Iraqi PM sees decline in Baghdad attacks

(Agencies)
Updated: 2007-11-12 11:21

Maj. Gen. Rick Lynch, commander of US forces south of the capital, said Sunday he believed the decrease would hold, because of what he called a "groundswell" of support from regular Iraqis.

"If we didn't have so many people coming forward to help, I'd think this is a flash in the pan. But that's just not the case," Lynch told a small group of reporters over lunch in the Green Zone.

He attributed the sharp drop in attacks to the American troop buildup, the setup of small outposts at the heart of Iraqi communities, and help from locals fed up with al-Qaida and other extremists.

"These people -- Sunni and Shiite -- are saying, 'I've had enough,'" Lynch said.

The US military has recruited at least 26,000 Iraqis to help target militants in Lynch's area of operations, he said. The religiously mixed area, which includes suburbs of Baghdad and all of Karbala, Najaf and Wassit province along the Iranian border, is about the size of the US state of West Virginia.

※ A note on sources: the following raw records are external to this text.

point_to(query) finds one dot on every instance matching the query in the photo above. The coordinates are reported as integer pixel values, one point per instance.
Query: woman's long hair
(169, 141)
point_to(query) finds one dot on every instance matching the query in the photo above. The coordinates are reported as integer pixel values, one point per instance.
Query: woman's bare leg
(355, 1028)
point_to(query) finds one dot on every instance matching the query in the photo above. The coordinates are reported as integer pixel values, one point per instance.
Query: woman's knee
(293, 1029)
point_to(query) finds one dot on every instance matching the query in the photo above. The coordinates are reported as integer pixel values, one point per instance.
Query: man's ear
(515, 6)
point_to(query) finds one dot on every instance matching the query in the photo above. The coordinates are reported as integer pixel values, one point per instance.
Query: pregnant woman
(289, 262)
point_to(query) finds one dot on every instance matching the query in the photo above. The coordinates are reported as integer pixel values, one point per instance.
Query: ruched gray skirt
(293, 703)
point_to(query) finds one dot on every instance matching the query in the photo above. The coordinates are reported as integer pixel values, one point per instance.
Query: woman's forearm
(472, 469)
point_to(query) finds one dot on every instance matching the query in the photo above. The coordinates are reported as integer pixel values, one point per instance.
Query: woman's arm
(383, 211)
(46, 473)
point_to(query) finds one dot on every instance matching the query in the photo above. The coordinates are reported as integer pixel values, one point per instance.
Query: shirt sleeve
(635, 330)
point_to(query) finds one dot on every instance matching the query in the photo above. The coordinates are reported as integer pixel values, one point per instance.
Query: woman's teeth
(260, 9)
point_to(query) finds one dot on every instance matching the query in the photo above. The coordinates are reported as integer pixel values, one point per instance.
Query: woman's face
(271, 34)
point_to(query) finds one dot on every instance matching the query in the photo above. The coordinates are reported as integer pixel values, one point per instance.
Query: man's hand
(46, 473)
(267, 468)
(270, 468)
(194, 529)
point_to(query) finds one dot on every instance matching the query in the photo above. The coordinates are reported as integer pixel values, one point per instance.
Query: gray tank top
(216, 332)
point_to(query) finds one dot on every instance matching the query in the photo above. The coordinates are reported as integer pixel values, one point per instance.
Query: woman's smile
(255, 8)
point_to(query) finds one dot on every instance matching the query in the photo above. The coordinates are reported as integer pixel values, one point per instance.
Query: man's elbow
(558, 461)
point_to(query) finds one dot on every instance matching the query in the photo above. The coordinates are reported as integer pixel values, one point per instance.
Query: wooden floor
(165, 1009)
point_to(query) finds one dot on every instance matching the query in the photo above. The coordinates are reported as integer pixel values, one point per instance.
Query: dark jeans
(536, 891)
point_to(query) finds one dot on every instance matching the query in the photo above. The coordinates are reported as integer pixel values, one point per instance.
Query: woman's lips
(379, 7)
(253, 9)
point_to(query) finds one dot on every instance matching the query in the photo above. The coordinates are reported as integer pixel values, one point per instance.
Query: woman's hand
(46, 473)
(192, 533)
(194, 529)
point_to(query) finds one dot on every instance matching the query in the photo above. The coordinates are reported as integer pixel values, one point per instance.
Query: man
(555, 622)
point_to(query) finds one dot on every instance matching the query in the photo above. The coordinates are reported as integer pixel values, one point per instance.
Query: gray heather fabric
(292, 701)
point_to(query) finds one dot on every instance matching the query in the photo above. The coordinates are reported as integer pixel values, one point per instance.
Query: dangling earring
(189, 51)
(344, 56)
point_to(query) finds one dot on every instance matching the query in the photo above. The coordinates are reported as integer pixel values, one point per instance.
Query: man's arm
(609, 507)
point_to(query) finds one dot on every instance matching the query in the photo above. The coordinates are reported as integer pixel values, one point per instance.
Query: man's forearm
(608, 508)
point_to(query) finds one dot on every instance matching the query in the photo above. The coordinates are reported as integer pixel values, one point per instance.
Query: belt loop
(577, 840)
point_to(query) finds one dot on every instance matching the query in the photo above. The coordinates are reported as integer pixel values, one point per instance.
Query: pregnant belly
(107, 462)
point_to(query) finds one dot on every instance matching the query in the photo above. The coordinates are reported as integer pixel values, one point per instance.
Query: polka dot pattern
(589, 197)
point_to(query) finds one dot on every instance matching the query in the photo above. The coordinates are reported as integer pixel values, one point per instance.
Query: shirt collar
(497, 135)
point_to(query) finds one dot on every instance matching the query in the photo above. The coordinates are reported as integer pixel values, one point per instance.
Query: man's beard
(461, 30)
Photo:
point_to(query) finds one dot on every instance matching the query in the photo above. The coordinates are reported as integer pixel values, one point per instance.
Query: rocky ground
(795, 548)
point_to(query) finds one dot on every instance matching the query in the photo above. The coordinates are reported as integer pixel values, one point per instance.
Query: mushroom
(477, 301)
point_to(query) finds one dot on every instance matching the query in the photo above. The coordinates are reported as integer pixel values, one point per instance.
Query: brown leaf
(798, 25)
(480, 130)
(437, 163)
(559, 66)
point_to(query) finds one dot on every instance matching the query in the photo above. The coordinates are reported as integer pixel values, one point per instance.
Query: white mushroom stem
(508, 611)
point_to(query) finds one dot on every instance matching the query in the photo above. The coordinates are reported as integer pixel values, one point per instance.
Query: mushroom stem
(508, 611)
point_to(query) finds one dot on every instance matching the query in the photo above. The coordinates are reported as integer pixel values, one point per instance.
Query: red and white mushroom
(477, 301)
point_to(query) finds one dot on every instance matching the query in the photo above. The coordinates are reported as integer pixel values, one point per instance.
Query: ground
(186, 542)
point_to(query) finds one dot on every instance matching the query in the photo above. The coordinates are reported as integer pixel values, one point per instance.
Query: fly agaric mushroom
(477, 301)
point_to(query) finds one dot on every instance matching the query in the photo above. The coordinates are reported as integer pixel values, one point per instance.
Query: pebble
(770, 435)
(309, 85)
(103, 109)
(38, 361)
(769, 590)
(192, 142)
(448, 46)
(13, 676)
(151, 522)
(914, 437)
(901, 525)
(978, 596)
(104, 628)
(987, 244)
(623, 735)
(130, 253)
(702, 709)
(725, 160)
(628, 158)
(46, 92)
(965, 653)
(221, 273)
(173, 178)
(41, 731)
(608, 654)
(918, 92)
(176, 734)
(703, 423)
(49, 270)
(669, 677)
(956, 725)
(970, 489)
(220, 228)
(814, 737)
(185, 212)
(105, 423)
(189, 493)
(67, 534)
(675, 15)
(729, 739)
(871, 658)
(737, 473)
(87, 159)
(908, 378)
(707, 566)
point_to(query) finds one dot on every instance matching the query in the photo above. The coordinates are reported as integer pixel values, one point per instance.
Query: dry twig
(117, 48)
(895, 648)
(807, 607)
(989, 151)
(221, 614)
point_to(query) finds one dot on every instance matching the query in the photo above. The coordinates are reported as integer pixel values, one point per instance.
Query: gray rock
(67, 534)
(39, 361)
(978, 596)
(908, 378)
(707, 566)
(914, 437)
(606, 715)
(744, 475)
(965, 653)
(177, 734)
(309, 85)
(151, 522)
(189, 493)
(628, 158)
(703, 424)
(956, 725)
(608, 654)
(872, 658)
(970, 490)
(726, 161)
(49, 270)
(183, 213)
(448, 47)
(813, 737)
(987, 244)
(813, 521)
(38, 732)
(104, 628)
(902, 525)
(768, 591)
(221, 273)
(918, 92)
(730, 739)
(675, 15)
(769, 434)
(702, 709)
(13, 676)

Some 17,000 of those people, whom the US military calls "concerned local citizens," are paid $300 a month to man checkpoints and guard critical infrastructure in their hometowns, Lynch said.

"They live there, and they know who's the good guy and who's the bad guy," he said.

Such local expertise has paid off for American troops and their Iraqi counterparts, who have killed or captured about 3,000 insurgents in the area in the past year, Lynch said.

Many of those who have not joined the US-led fight against extremists have fled, al-Maliki said.

"The majority of these terrorists are fleeing to nearby countries, and I warned our brothers in the Islamic and Arab countries to be aware," he said.

The prime minister also said he was considering an amnesty for those "who were lured or committed some crimes," although he added that the move would not include those "convicted of killings or bombings."

In a sign the government is working toward reconciliation, 70 former members of Saddam Hussein's party were reinstated to their jobs after they joined the fight against al-Qaida in Anbar province, said Ali al-Lami, a senior official with the commission that considered their cases.

Al-Lami told the AP that the former Baath party members included 12 university professors, officers in the disbanded Iraqi army, former policemen and teachers.

Despite security improvements, a trickle of violence continued Sunday, with at least 10 people were killed or found dead around the country. The toll included a 12-year-old girl in Baghdad's Baladiyat area, who was killed by a roadside bomb that aimed for an American convoy but missed its target, police said.

Also Sunday, the US military said it had achieved "significant progress" in operations against al-Qaida in four northern provinces since American and Iraqi forces launched Operation Iron Hammer last week.

A US statement said during the first week of the operation, US and Iraqi forces had detained more than 200 suspected extremists, captured three "high value" al-Qaida operatives and seized more than a ton of various explosives.

American officers had predicted that al-Qaida and other extremists groups would try to regroup in the mostly Sunni north after they were driven from strongholds in Baghdad and Diyala province this year.